Configs can inherit from a base config using inherits. Child values override parent values with deep merge (nested dicts are merged, not replaced).

# base.yaml
training:
  lora:
    r: 32
    alpha: 64
  epochs: 3
  learning_rate: 2e-4

export:
  lora: true
# vulnllm.yaml
inherits: base.yaml

task:
  name: vulnllm-detection

data:
  source: UCSB-SURFI/VulnLLM-R-Train-Data

training:
  epochs: 5 # overrides base
  # lora.r remains 32 from base

Multi-level inheritance works: child.yaml -> parent.yaml -> grandparent.yaml.
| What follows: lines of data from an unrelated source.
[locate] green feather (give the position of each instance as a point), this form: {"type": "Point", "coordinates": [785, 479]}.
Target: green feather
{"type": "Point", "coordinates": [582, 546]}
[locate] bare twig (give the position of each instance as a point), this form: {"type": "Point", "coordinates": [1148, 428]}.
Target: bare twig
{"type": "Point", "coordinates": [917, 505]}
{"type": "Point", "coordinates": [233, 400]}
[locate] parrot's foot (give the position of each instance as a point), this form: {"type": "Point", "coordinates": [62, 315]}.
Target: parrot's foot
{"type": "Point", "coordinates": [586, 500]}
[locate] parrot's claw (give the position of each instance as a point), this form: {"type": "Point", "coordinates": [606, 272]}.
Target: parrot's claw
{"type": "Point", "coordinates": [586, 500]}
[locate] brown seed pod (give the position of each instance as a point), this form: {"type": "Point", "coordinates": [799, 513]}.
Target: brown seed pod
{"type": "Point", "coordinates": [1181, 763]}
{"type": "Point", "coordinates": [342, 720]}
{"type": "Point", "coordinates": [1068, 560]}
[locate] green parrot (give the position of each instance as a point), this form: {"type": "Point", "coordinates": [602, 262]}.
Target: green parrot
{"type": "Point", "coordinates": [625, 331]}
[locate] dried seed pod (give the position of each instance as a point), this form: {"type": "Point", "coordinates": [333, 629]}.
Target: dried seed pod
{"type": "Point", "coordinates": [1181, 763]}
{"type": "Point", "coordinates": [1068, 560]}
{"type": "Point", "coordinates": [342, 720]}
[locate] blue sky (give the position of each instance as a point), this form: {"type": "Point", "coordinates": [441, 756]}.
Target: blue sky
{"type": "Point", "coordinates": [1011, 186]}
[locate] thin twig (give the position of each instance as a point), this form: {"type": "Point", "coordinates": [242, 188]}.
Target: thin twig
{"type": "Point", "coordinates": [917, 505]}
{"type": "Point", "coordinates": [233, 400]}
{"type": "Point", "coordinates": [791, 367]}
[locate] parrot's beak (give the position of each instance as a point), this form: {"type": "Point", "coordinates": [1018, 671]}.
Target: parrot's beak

Circular references are detected and rejected.

Data Sources

Forge loads data from multiple sources and automatically converts it to chat format for training.

HuggingFace Hub

data:
  format: hf_dataset
  source: UCSB-SURFI/VulnLLM-R-Train-Data
  split: train

Local Files

# JSONL
data:
  format: jsonl
  source: data/training.jsonl

# CSV
data:
  format: csv
  source: data/training.csv

# Parquet
data:
  format: parquet
  source: data/training.parquet

Separate Eval Dataset

By default, forge auto-splits the training data into train/eval using test_size. To use a dedicated eval dataset instead:

data:
  source: UCSB-SURFI/VulnLLM-R-Train-Data
  eval_source: UCSB-SURFI/VulnLLM-R-Test-Data
  eval_split: function_level  # optional: HF split for eval dataset

When eval_source is set, test_size is ignored.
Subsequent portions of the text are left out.